Foot ulcers are a major complication of diabetes, caused by the metabolic changes associated with diabetes preventing the wound healing process from working properly. As a result, damage to the foot often doesn't heal naturally in diabetes patients, producing diabetic foot ulcers that can occasionally lead to leg amputation and even death.

There are a number of treatments for diabetic foot ulcers, but different treatments tend to work best with different patients. So physicians need to monitor closely whether a particular treatment is working and switch the patient to another one if it's not causing the wound to heal. At the moment, this usually involves measuring the size of the wound to see whether it's shrinking, which is a highly subjective and rather unreliable way to determine healing, with an accuracy of only around 60%.

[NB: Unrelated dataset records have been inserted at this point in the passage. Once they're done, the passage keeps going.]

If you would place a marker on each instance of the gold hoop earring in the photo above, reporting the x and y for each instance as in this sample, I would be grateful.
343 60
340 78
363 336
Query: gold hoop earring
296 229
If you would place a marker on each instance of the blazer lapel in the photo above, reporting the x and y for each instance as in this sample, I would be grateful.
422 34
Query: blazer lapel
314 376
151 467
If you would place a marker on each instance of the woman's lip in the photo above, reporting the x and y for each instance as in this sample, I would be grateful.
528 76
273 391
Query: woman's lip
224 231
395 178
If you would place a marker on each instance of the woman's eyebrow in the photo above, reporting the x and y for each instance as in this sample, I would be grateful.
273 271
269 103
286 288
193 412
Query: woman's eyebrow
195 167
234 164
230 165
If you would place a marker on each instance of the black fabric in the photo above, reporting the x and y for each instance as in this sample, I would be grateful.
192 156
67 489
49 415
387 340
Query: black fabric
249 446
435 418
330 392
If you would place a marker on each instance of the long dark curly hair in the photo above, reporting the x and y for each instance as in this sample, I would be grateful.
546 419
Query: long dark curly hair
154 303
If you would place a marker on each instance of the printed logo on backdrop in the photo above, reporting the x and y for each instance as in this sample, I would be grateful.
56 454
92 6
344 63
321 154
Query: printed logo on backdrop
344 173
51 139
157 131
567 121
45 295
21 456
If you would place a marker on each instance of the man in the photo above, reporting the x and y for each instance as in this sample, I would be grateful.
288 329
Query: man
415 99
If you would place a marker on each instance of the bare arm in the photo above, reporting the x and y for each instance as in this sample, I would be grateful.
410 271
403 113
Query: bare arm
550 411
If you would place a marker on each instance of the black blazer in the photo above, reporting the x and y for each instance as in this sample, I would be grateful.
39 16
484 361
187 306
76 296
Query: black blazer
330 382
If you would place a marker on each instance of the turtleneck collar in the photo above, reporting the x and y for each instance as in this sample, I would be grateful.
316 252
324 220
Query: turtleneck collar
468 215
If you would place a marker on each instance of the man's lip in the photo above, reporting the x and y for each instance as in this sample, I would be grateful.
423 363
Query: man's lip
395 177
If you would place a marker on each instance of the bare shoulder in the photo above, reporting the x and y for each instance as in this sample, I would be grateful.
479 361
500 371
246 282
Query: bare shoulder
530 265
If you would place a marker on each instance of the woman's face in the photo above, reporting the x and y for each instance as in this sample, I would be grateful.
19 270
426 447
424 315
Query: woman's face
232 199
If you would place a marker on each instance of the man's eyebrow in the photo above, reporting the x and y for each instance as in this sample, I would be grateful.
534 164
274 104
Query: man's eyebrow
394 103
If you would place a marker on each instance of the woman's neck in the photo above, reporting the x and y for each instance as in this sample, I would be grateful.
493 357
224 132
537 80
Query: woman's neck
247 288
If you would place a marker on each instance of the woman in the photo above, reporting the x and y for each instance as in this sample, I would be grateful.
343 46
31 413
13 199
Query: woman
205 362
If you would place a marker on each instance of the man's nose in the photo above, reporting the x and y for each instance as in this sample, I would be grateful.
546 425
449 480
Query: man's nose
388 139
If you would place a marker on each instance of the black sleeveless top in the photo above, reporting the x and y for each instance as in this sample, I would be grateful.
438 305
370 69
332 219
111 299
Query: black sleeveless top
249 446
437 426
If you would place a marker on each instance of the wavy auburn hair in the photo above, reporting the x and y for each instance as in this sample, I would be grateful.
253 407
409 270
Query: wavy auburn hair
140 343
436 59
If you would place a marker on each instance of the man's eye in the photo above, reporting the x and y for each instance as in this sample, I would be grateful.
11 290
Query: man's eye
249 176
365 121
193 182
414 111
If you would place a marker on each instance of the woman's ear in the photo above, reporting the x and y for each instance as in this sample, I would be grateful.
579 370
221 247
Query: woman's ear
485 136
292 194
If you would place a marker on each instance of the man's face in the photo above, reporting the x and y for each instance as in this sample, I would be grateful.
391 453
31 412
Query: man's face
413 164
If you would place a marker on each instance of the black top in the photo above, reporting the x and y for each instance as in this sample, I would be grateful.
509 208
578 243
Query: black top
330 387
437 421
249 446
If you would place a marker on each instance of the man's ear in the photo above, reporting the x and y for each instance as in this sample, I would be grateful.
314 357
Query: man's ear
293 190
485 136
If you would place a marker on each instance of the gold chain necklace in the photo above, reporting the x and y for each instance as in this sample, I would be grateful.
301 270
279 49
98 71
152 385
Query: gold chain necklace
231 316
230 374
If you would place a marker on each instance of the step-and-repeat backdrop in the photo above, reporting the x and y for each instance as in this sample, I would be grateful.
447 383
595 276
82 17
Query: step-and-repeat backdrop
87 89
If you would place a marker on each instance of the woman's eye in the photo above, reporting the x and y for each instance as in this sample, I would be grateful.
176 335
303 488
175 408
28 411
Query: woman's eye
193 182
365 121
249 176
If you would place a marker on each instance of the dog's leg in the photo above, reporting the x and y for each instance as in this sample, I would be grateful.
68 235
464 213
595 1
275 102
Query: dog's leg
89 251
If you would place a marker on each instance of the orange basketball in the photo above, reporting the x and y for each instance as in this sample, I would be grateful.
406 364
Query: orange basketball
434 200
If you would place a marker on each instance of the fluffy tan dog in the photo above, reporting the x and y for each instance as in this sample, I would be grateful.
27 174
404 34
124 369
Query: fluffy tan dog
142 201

Now, in a paper in Wound Repair and Regeneration, a team of US scientists led by Michael Weingarten at Drexel University in Philadelphia has shown that diffuse NIR spectroscopy offers a much more accurate approach. Using diffuse NIR spectroscopy, they monitored total haemoglobin concentrations in and around the foot ulcers of 46 diabetes patients. They found that these concentrations fell in wounds that were healing, but not in wounds that weren't.

Using a fall in concentration of 4μM a week as a sign of wound healing, Weingarten found that he could predict wound healing with an accuracy of 82% in just four weeks. Not only is this diffuse NIR method much more accurate than measuring wound size, but it also allows a much faster assessment of whether a treatment is working.

By allowing ineffective treatments to be stopped earlier, Weingarten estimates that this method could potentially have saved a total of over $370,000 in treatment costs for 30 of the patients in the group.